INLEIDING PSYCHOLOGIE VOOR
MAATSCHAPPIJWETENSCHAPPEN
HOORCOLLEGE 1 – ALGEMENE INTRODUCTIE (H1
& H2)
HOOFDSTUK 1
WAT IS PSYCHOLOGIE?
Definitie: Psychologie is de wetenschappelijke studie van de geest (mentale processen)
en het gedrag van de mens. Die processen willen we meten en gebruiken om het gedrag
te voorspellen.
Doel: algemene uitspraken formuleren over psychische processen.
Belangrijk: objectief en controleerbaar bewijs.
WAT IS SOCIALE PSYCHOLOGIE?
Definitie: Het wetenschappelijk onderzoek naar hoe mensen over elkaar denken, elkaar
beïnvloeden, en relaties met elkaar vormen. We worden altijd beïnvloed door elkaar.
Mensen worden beïnvloed door de werkelijke (expliciete) of ingebeelde (impliciete)
aanwezigheid van anderen.
Level of explanation:
Gedrag kan worden begrepen op verschillende niveaus
1. Personal
2. Interpersonal
3. Group
4. Ideological
BELANGRIJKE PERSPECTIEVEN:
- Sociaal cognitief perspectief
- Evolutionair perspectief
- Sociaal leren perspectief
- Socio-cultureel perspectief
Elke categorie slaat een brug naar een bepaalde tak van de psychologie.
HET SOCIAAL COGNITIEVE PERSPECTIEF:
Definitie: Het theoretisch perspectief wat zich richt op mentale processen – aandacht,
interpreteren en het onthouden van sociale ervaringen. (Gestalt psychologie). Perspectief
kan verschillen door waar ze hun aandacht op richten.

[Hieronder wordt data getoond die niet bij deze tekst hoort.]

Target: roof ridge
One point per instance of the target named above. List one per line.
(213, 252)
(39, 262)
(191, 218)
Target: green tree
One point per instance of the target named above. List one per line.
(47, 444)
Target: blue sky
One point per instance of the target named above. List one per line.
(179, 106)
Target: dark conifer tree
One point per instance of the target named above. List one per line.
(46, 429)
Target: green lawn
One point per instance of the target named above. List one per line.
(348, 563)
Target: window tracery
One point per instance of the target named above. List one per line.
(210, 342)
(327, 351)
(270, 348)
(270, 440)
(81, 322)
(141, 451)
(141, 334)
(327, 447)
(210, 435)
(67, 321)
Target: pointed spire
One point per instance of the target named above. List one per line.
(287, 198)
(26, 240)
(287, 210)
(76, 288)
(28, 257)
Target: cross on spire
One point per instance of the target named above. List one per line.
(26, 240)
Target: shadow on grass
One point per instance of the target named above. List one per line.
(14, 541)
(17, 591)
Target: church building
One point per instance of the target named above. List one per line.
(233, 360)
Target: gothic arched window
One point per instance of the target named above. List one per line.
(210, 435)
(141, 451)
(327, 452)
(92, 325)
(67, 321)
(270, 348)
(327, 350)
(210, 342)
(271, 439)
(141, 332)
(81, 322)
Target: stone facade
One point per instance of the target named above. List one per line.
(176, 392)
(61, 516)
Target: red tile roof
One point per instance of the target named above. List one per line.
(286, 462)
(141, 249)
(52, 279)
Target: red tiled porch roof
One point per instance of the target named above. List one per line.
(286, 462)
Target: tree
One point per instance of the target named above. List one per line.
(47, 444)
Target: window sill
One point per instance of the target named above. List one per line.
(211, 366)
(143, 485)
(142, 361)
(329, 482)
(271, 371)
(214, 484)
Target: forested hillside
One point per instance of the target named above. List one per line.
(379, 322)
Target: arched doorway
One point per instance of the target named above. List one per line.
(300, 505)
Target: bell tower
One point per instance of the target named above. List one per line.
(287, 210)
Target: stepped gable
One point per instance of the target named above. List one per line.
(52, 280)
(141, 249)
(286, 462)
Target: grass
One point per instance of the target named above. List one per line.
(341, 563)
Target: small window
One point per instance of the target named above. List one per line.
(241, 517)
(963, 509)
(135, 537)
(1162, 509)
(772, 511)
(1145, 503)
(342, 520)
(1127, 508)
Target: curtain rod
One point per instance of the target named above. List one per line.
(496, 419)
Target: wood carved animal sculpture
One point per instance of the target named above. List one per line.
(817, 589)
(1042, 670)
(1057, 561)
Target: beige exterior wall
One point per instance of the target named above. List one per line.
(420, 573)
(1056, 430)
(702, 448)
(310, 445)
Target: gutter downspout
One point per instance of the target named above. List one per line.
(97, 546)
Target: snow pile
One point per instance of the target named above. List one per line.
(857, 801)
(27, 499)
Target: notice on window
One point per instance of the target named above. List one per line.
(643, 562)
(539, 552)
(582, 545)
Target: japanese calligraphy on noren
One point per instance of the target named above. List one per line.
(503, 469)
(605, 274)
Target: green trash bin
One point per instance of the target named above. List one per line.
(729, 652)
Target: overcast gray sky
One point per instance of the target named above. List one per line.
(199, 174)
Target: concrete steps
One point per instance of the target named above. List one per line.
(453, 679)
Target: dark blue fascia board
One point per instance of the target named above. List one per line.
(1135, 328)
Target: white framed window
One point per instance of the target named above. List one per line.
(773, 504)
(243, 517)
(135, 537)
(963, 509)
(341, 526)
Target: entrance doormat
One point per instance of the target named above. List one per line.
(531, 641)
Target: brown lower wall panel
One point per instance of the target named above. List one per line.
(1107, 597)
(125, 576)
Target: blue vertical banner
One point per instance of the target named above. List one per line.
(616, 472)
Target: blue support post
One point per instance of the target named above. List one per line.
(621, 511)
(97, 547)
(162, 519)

Gestalt psychologie: Om gedrag echt te kunnen begrijpen moet je naar de situatie
kijken.
,Völkerpsychologie: mensen binnen een groep denken hetzelfde als elkaar
Positivism: echte kennis kan alleen door de juiste blik en empirisch onderzoek.
EVOLUTIONAIRE PERSPECTIEF:
Definitie: Het theoretisch perspectief dat sociaal gedrag verklaard uit fysieke en
psychologische kenmerken die over de eeuwen zijn aangepast om de kansen op
overleven en voortplanting te vergroten. Grondlegger: Charles Darwin.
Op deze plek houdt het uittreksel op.